[R-sig-ME] New version of lme4 on R-forge

Mon Mar 31 23:58:29 CEST 2008

I just committed files for lme4 version 0.999375-11 to the R-forge
source code repository.  If the package builds tonight are successful
then

install.packages("lme4", repos = "http://r-forge.r-project.org/")

should pick up the new version tomorrow.

The major change in this version is formalizing the distinction
between random effects terms and grouping factors for the random
effects.   Variance component parameters, specifically the parameters
represented in the list of matrices in the ST slot, are associated
with random-effects terms in the model formula.  So, using our
favorite examples,

fm1 <- lmer(Reaction ~ Days + (Days|Subject), sleepstudy)

has one random effects term while

fm2 <- lmer(Reaction ~ Days + (1|Subject) + (0+Days|Subject), sleepstudy)

has two independent random effects terms.  However there is only one
grouping factor, "Subject", in both fm1 and fm2.

In previous versions of the lme4 package the slot fm2 at flist would be a
data frame of two columns, both of which were Subject.  Now it has
just one column with an "assign" attribute that maps terms (in ST) to
factors (in flist).

This allows changing the value of ranef(fm2) to have the same form as
ranef(fm1).  In both cases it is a named list of matrices, one for
each grouping factor.  Indexing the value of ranef() by grouping
factors, not by terms, allows some of the peculiarities of the random
effects in models like fm2 to be eliminated.
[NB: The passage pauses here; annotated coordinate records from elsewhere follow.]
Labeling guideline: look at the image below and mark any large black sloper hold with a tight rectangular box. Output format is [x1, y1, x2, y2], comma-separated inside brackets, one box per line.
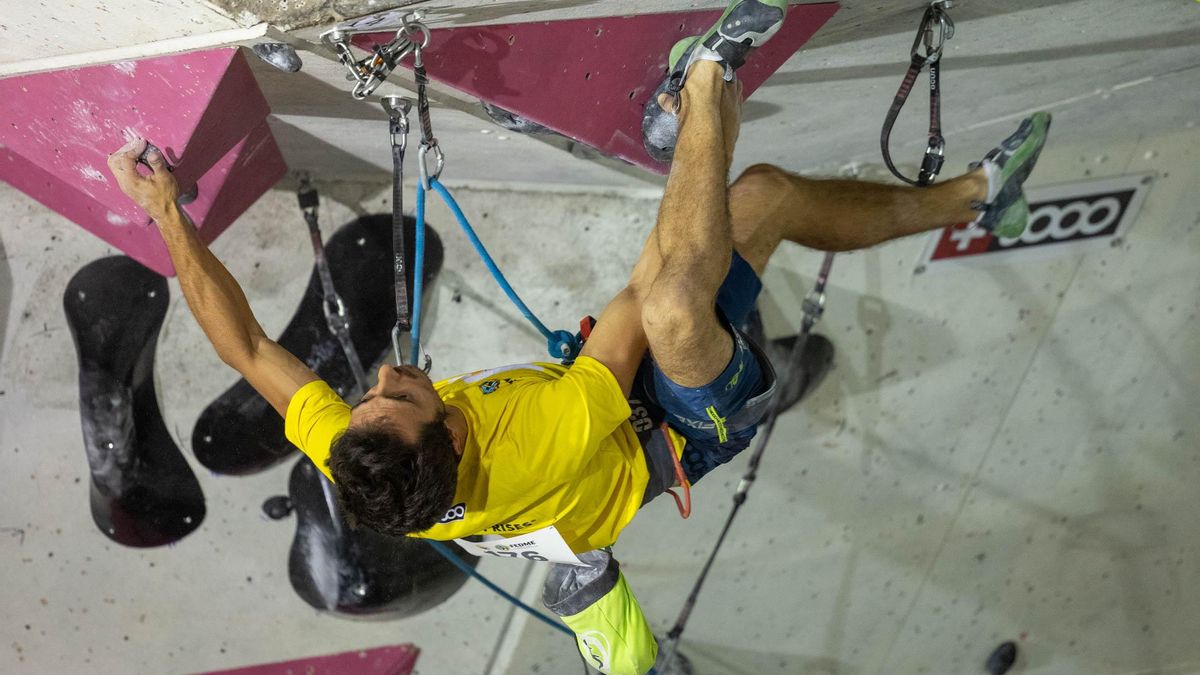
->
[62, 256, 205, 546]
[192, 214, 444, 474]
[288, 458, 479, 620]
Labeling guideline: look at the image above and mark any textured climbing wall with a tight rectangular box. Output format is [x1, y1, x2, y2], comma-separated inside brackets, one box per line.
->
[0, 47, 286, 275]
[354, 2, 838, 173]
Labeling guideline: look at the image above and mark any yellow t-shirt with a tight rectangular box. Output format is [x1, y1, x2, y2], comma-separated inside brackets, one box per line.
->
[284, 357, 649, 552]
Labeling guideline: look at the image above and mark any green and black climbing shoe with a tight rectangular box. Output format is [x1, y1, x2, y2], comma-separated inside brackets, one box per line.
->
[642, 0, 787, 162]
[971, 113, 1050, 239]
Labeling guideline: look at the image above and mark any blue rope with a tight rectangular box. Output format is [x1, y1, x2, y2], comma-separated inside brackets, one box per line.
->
[432, 179, 580, 362]
[409, 182, 425, 366]
[409, 180, 578, 640]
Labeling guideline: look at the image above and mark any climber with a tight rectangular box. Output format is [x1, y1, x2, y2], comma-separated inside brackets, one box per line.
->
[109, 0, 1050, 673]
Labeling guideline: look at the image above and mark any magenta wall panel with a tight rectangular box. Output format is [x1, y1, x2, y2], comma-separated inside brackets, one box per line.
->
[202, 644, 420, 675]
[0, 47, 287, 275]
[355, 2, 838, 173]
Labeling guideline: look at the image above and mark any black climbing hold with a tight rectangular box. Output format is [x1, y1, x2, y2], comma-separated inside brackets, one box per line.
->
[62, 256, 205, 546]
[984, 640, 1016, 675]
[263, 495, 292, 520]
[192, 214, 444, 474]
[288, 458, 479, 619]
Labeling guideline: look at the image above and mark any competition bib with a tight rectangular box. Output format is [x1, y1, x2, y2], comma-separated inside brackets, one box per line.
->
[455, 525, 587, 567]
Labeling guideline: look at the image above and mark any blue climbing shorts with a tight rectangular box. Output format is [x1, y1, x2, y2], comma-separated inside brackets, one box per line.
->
[652, 251, 775, 484]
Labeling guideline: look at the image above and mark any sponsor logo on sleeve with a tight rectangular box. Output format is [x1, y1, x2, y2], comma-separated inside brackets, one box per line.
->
[487, 520, 536, 532]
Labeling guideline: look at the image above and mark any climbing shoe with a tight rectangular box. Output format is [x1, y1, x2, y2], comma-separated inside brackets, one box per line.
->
[971, 113, 1050, 239]
[642, 0, 787, 162]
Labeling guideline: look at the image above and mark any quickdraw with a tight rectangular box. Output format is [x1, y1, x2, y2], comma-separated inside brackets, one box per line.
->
[320, 12, 430, 101]
[880, 0, 954, 186]
[296, 174, 367, 398]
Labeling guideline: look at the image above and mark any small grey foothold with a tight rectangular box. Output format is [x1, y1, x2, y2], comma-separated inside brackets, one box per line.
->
[251, 42, 304, 72]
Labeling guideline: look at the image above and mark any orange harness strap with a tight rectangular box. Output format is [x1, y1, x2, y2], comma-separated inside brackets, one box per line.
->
[659, 422, 691, 518]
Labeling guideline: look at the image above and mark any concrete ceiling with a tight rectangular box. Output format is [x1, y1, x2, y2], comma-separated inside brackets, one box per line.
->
[0, 0, 1200, 189]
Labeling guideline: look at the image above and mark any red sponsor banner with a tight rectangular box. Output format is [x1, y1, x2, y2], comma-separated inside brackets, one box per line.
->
[917, 174, 1152, 273]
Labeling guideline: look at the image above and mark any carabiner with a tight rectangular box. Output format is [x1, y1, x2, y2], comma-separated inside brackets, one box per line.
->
[379, 94, 413, 150]
[416, 141, 446, 190]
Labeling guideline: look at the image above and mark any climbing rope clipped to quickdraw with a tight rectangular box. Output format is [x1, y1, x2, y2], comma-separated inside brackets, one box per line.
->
[413, 32, 580, 364]
[322, 13, 580, 658]
[880, 0, 954, 186]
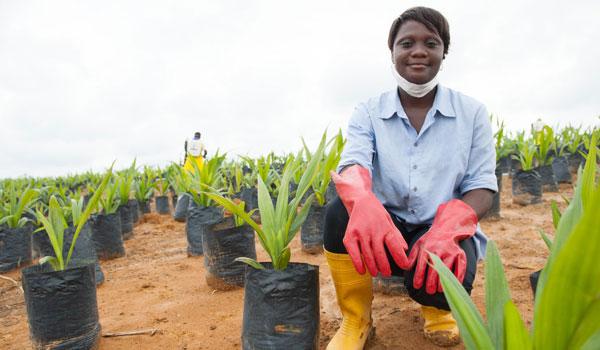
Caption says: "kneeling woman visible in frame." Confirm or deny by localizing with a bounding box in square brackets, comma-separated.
[324, 7, 497, 350]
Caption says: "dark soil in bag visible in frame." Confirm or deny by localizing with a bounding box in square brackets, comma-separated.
[185, 201, 223, 256]
[92, 213, 125, 260]
[117, 205, 133, 240]
[239, 187, 258, 212]
[325, 181, 337, 205]
[138, 201, 150, 214]
[154, 196, 171, 215]
[568, 152, 585, 174]
[127, 199, 140, 225]
[0, 224, 33, 272]
[202, 217, 256, 290]
[22, 264, 100, 350]
[529, 270, 542, 298]
[242, 263, 319, 350]
[485, 167, 502, 219]
[171, 192, 179, 208]
[35, 222, 104, 285]
[512, 170, 542, 205]
[173, 193, 192, 222]
[510, 156, 521, 177]
[535, 165, 558, 192]
[300, 205, 327, 254]
[552, 157, 573, 184]
[496, 157, 511, 174]
[373, 274, 408, 295]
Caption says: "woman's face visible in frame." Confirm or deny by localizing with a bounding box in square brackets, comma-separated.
[392, 21, 444, 84]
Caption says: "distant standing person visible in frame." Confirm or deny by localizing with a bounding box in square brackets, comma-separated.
[183, 131, 206, 172]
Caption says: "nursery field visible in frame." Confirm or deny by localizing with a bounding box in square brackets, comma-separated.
[0, 175, 573, 350]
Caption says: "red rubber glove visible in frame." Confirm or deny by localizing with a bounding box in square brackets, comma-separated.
[408, 199, 477, 294]
[331, 165, 409, 277]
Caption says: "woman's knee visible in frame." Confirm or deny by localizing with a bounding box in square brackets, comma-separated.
[404, 238, 477, 310]
[323, 197, 348, 253]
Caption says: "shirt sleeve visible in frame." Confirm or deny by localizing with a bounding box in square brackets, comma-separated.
[337, 104, 375, 173]
[460, 105, 498, 195]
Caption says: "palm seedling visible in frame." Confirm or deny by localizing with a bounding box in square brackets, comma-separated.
[206, 134, 326, 270]
[0, 181, 38, 228]
[533, 125, 554, 166]
[154, 177, 169, 196]
[187, 151, 226, 207]
[305, 130, 345, 206]
[98, 179, 120, 215]
[431, 133, 600, 349]
[36, 166, 112, 271]
[133, 173, 155, 202]
[513, 139, 537, 171]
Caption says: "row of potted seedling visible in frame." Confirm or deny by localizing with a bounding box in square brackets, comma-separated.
[0, 130, 343, 348]
[490, 121, 600, 216]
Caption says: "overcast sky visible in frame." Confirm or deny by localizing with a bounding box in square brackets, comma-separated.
[0, 0, 600, 177]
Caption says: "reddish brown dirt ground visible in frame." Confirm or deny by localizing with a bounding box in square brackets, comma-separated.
[0, 176, 572, 350]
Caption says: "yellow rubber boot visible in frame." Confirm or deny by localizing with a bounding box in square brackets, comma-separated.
[421, 305, 460, 347]
[325, 251, 374, 350]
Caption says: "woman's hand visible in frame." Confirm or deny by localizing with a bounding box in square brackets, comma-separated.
[331, 165, 409, 277]
[408, 199, 477, 294]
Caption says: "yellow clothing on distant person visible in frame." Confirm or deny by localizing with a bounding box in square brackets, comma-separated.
[183, 154, 204, 173]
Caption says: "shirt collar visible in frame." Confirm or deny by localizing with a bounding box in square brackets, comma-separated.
[379, 84, 456, 119]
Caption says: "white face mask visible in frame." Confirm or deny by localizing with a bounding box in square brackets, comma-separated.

To get this committed I needed to disable to effect of "postVar =
TRUE" in the ranef method.  I will reinstate that option after I work
out the details of the code.

There is also a new vignette in this version.  Like many of my
descriptions these Notes.pdf are incomplete but may be of interest to
some who are familiar with a generalized least squares (GLS)
representation of mixed-models (such as used in MLWin and HLM).  The
lme4 package uses a penalized least squares (PLS) representation
instead.  A PLS representation always has a corresponding GLS form
but, especially for models with crossed or partially crossed grouping
factors, the PLS representation is much more consise and easily
managed than the GLS representation.

I wrote these notes to describe to Andrew Robinson how to rewrite a
couple of expressions in the 1997 Biometrics paper by Kenward and
Roger.  This is the paper that introduced some approximate
distributions of some t and F statistics for mixed models that many
would like to see implemented in lme4.  As is typical in such papers,
there several examples included but all of these examples are for data
sets of modest size (not surprisingly - the importance of such
approximations is usually much less important in models fit to large
data sets).  Many people appear perplexed as to why I don't get off my
butt and implement these approximations.  Explanations of laziness
and/or incompetence suggest themselves.  Before opting for these
explanations, however, I would ask you to look at the formulas in that
paper.  The important matrices, written $\bm{\Sigma}$, $\bm{P}_i$ and
$\bm{Q}_{ij}$ (where i and j index the variance component parameters)
are all n by n, symmetric matrices ($n$ is the number of
observations).  I have fit models where $n$ is in the millions.
Working with n by n matrices with n in the millions is, shall we say,
problematic.

You may be able to evaluate expressions involving matrices like these
if you could count on them being very, very sparse.  Unfortunately, if
the grouping factors do not form a nested sequence the matrix
$\bm{\Sigma}$ would not be very sparse.  Even worse, $\bm{P}_i$ and
$\bm{Q}_{ij}$ are defined in terms of $\bm{\Sigma}^{-1}$, which would
likely end up being dense.  If my math is correct it would require
several terabytes of memory to store a dense, symmetric n by n matrix
when n is in the millions and you would apparently need several such
matrices.  It will require a few more iterations of Moore's Law before
we can compute such quantities using the equations in that form.
While we are waiting for computers with several terabytes of memory we
may want to see if those formulas can be rewritten in a more
computable form.

The PLS representation has the advantage relative to GLS of being
based on much smaller matrices.  In particular the Cholesky factor L
is the key matrix for PLS.  L is comparatively small (q by q, where q
is the total number of random effects) and it can be kept sparse, even
for models with crossed grouping factors.